Last week saw the first real break-through in the negotiations on the UK’s withdrawal from the European Union (EU). Central to this was the provisional agreement on the Irish border, with the UK appearing to give lots of ground to the position of the Irish government and its EU counterparts. This surprising move caught many unawares in this developing debate.
This is one of the most difficult issues in the Brexit talks. The UK has said it wants to have a much less close relationship with the EU when it leaves in 2019, but also wants to keep the open border between Northern Ireland and the Republic of Ireland: the first principle suggests that there’s a need for border checks for customs and for ensuring sub-standard products don’t cross the border, while the other is part of the settlement that came out of the peace process.
All sides are committed to keeping the peace process on track. While violence is now a thing of the past in Northern Ireland, the process begun by the Good Friday Agreement twenty years ago remains something that is very much still on-going. The Agreements gives roles and obligations to the UK, Ireland and the various communities in Northern Ireland, but was agreed at a time when EU membership of both countries was a given. The EU has been a useful part of the process, acting as a honest broker and provider of funding to improve inter-community relations.
The Irish border is a place where communities interact, not a barrier. In recent years, there has been a huge growth in cross-border activity, from health provision to infrastructure development. With over 300 crossing points, it is one of the most open borders in the world: many businesses’ supply chains run back and forth across it, so any disruption will have many economic and political consequences.

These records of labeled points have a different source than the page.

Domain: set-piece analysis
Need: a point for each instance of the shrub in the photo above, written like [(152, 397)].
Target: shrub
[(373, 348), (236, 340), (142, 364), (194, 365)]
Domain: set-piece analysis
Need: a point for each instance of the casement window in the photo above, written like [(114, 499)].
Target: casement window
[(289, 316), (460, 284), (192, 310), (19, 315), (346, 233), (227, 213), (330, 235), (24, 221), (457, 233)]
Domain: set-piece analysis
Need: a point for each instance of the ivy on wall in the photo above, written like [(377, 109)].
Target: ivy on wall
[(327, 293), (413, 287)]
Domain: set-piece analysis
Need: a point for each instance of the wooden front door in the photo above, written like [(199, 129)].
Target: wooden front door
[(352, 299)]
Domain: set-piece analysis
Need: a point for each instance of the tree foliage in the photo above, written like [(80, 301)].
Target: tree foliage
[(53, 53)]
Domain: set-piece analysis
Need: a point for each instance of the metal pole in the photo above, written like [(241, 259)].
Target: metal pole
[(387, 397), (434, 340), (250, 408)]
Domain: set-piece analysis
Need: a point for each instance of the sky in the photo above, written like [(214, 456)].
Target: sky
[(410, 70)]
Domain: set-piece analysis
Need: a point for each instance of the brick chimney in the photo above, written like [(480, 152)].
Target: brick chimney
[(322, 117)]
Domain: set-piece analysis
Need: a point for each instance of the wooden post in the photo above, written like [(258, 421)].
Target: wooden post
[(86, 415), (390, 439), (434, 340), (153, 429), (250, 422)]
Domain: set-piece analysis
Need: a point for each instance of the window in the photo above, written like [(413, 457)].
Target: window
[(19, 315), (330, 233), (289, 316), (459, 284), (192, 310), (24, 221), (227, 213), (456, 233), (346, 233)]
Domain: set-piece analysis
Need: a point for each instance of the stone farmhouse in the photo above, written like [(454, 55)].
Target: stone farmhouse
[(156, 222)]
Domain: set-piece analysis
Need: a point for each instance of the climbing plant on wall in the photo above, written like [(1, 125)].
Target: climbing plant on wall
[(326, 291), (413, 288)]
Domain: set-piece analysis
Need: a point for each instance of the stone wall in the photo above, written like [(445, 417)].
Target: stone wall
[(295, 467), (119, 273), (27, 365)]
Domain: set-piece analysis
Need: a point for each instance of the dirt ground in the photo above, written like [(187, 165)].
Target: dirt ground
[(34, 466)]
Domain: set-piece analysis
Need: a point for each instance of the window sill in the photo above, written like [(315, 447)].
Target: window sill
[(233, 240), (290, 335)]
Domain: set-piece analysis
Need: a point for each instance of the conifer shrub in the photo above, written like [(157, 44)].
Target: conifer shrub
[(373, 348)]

The deal says that the UK will commit to keeping the border as open as it is now. Friday’s provisional agreement says that both the EU and the UK will keep the border open, with the UK promising to keep ‘fully aligned’ with EU rules in all areas relating to the Good Friday Agreement unless and until it can agree new arrangements with the EU. This removes one of the key reasons for border controls. By also saying that this arrangement will hold for the whole of the UK, it also addresses the concerns of those who worry about weakening the links between Northern Ireland and the rest of the country, such as the Democratic Unionist Party (DUP) who scuppered the first attempt at a deal earlier this week.

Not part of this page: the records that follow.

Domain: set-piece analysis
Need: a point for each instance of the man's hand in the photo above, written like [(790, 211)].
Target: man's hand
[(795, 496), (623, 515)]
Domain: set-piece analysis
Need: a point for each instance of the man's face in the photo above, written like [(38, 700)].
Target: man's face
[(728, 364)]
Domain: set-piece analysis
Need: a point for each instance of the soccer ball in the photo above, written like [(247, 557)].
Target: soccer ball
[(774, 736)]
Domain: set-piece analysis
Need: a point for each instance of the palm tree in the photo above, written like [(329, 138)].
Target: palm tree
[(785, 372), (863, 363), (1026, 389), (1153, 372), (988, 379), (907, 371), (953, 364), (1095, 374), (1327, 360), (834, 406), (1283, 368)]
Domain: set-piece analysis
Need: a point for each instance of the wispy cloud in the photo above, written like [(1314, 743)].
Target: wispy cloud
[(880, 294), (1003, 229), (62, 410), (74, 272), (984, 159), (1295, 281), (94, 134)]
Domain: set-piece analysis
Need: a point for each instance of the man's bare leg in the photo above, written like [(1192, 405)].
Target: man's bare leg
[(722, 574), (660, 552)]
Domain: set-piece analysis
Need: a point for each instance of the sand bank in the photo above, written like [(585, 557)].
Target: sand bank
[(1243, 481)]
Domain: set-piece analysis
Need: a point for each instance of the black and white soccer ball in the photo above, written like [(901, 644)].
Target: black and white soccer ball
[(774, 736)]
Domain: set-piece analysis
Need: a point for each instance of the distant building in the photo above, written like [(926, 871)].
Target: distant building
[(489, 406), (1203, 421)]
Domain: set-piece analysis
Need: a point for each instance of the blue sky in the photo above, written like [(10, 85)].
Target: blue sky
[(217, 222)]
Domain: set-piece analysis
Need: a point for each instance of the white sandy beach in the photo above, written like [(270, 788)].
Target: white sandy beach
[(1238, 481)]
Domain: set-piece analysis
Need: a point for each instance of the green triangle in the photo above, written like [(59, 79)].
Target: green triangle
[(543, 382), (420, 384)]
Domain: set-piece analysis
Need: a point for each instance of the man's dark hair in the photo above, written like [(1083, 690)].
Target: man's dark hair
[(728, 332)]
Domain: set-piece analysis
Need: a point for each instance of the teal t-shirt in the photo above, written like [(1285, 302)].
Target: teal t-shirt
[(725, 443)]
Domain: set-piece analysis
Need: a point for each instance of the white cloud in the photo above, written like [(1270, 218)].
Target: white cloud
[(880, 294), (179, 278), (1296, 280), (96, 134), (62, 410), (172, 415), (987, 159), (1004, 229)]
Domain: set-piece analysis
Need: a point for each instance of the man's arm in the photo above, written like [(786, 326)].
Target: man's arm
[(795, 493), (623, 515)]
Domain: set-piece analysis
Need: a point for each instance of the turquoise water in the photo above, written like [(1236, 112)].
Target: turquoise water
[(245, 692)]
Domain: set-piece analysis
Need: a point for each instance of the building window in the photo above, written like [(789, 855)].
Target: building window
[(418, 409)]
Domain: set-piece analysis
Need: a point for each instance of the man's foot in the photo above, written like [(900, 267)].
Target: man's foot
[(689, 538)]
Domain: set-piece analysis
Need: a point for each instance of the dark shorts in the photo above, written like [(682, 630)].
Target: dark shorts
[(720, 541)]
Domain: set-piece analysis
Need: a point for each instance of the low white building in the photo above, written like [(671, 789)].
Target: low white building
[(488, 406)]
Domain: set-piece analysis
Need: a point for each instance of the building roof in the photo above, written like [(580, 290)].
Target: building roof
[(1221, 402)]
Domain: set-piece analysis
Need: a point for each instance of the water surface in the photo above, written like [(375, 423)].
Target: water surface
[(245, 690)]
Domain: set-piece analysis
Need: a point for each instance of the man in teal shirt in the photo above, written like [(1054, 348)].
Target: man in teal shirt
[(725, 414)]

There’s still a lot to discuss. The text produced this week is largely about principles, rather than practicalities. In the coming months, the UK and the EU are going to have to find a lot more detail bout how this text might work on the ground. In particular, by committing to ‘full alignment’ the UK appears to be saying that it’ll shadow EU rules, with little room for setting its own rules, one of the key arguments that was advanced in the referendum for leaving. This problem will be all the more difficult given that the Good Friday Agreement is very broad, so the EU might argue that pretty much all its rules and regulations fall within it, leaving no space for the UK to develop its own rules. While the European Commission says there’s been ‘sufficient progress’ on this and the other subjects in talks, it certainly doesn’t mean it’s all settled.
By Dr Simon Usherwood, Deputy Director at The UK in a Changing Europe and reader in Politics at Surrey university.